Hong Kong: A similar story but very complex

During my stay in Hong Kong I have visited the Hong Kong International School and the Hong Kong University (HKU). Doctor Lai from the HKU Geography Department has been involved in encouraging schools to use GIS in their geography teaching since 1999. Her comments on the situation mirrors much of what has been happening with GIS implementation in Australia but naturally more complex because of issues of population size, the role of vendors and language barriers. More on that in a minute. Firstly some quick comments on my visit to the Hong Kong International School on Monday, October 9th.

On a previous visit to Hong Kong I made the acquaintance of Pauline Bunce a Geography teacher from Perth who teachers at the Hong Kong International School. Pauline is keen to embark on the GIS learning and implementation curve but as yet HKIS has not got GIS up and running. When she knew I was coming to Hong Kong Pauline asked if I would run a session with students showing them the applications and potential of GIS. So first thing on Tuesday morning I went out to HKIS to meet Pauline and her students. The sessions with the students were enjoyable but what did strike me was the resources and atmosphere in the school. It certainly was a different world, with coffee shops, refectory, full size pool, data projectors in the classrooms, incredible gymnasiums and an amazing view over the harbour from the classroom windows. A few photos from around the school are above.

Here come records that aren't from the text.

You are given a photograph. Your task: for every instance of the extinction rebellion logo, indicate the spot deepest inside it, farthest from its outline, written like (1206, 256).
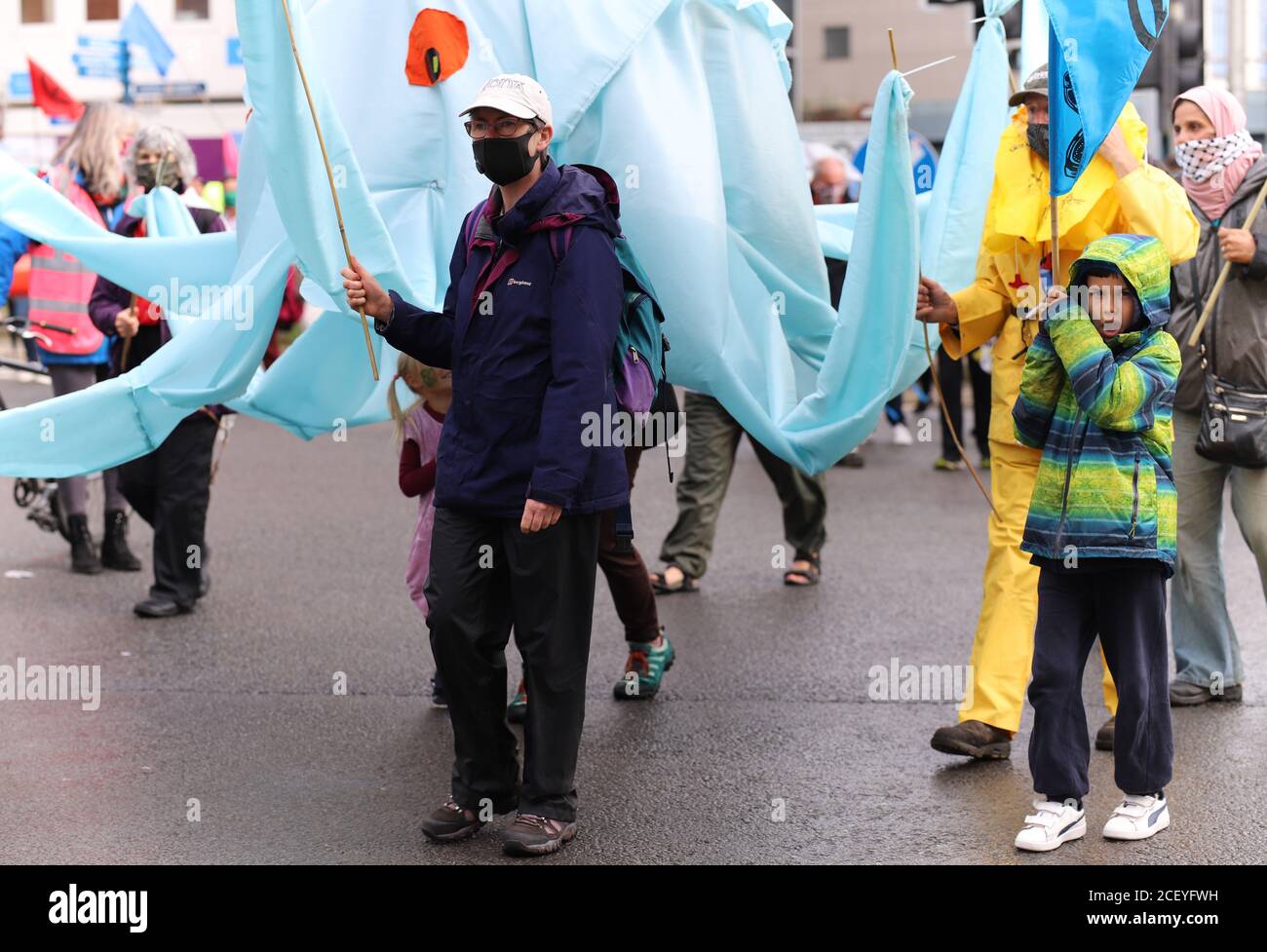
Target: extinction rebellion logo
(1076, 155)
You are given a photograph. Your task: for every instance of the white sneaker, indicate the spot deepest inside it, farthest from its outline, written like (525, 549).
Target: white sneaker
(1138, 818)
(1052, 824)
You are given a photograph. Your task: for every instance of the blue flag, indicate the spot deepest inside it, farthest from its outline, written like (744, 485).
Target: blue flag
(138, 28)
(1096, 54)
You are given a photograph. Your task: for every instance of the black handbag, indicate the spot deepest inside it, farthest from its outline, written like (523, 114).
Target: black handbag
(1233, 419)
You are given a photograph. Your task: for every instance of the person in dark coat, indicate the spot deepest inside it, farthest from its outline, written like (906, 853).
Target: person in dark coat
(169, 487)
(528, 334)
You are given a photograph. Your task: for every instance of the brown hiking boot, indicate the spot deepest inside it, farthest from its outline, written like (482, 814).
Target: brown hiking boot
(974, 739)
(1185, 694)
(448, 823)
(537, 836)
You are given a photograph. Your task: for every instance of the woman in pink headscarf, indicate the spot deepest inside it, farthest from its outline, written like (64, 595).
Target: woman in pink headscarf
(1224, 171)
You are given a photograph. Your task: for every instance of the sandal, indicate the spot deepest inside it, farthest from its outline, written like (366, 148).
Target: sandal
(662, 588)
(810, 576)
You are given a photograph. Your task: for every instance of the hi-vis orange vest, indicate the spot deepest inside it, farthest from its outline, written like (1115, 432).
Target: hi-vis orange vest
(61, 286)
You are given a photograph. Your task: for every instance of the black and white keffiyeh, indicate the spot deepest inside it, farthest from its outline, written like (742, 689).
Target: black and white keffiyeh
(1204, 159)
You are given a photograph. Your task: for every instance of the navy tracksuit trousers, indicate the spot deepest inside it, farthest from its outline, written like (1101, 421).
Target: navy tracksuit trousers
(1126, 606)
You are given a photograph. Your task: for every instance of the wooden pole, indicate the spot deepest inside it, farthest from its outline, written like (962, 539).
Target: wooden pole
(329, 174)
(933, 366)
(127, 342)
(1195, 338)
(1056, 279)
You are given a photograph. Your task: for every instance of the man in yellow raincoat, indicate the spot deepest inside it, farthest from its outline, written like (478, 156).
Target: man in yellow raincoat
(1119, 193)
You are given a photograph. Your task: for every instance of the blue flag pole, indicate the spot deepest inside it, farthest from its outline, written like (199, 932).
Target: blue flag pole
(933, 362)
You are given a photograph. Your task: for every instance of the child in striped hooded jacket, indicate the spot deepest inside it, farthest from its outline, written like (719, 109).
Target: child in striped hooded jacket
(1096, 398)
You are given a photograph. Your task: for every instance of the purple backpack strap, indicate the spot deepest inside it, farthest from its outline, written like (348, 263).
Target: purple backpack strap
(473, 227)
(560, 242)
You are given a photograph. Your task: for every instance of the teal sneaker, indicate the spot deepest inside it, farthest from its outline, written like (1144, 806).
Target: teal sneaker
(644, 669)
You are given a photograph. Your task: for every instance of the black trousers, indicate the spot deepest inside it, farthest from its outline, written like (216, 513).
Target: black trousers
(950, 372)
(626, 572)
(170, 489)
(486, 576)
(1127, 609)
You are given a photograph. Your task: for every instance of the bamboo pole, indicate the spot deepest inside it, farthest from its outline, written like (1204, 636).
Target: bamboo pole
(329, 174)
(933, 363)
(1195, 338)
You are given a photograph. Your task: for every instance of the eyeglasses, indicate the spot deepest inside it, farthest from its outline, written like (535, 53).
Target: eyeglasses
(502, 128)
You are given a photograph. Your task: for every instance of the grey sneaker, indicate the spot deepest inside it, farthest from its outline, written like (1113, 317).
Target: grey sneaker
(537, 836)
(1185, 694)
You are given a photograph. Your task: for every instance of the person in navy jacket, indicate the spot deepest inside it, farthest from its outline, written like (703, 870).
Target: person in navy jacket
(528, 329)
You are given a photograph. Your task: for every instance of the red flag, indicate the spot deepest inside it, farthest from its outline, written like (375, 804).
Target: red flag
(51, 97)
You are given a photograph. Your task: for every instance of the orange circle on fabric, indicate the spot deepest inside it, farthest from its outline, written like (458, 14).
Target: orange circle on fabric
(438, 49)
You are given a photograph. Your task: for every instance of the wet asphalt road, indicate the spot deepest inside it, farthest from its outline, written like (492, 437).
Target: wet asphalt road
(765, 714)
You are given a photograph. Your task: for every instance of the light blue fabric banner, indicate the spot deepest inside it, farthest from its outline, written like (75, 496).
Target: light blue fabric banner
(951, 216)
(684, 101)
(211, 360)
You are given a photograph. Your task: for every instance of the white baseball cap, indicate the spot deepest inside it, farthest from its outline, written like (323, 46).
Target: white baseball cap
(515, 94)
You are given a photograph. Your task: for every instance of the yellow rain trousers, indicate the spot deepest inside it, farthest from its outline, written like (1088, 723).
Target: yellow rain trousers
(1017, 238)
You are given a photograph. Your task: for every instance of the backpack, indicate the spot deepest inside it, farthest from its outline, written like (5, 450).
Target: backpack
(638, 358)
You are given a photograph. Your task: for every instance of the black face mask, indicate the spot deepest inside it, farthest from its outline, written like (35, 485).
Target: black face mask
(505, 161)
(1040, 140)
(147, 176)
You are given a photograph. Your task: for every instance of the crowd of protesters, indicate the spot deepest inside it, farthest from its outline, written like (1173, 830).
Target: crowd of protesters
(1093, 413)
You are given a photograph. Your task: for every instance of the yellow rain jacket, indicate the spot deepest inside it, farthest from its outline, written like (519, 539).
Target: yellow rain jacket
(1017, 236)
(1015, 241)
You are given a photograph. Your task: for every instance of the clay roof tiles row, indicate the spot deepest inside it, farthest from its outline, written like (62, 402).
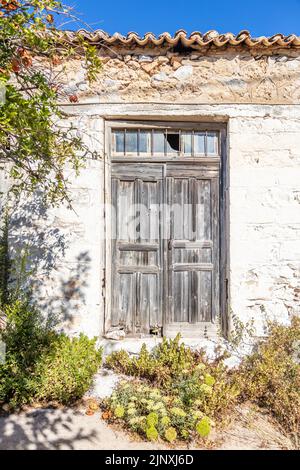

Although not answering any of my project questions it did confirm to me that the implementation of spatial technology is not just about resources. Here is a school with all the 'bells and whistles' providing a great education for its students but the GIS learning curve is still to be negotiated. Implementation needs are really about teacher awareness and willingness to embrace the technology and its worth. Those in the know are convinced of its worth and in many cases presume all others are equally up to date with this societal and all-pervasive technological tool in our society. That certainly seems to be not the case with teachers around the world. Already on my trip I am hearing the same comments relating to the difficulty of teachers embracing the technology. Furthermore in many cases students are aware of the technology and indeed use it but are not aware of it societal use and application. It also seems that students are also not aware of how the technology can enhance their learning in a range of subjects. The trip to HKIS was an eye opener to how schools can be resourced and also confirmed my belief that the work ahead with implementation is to convince teachers and administrators in schools of the worth of spatial technology in the school setting. As I was to find out the next day, in Hong Kong they actually now have curriculum and resource support from the Hong Kong Education Bureau in real terms. However, as is the case in Australia many teachers are still needing to embrace the technology as something not only desirable but essential to the teaching of geography in the 21st Century.
Thanks to Pauline Bunce and the Hong Kong International School for having me visit and meet their students.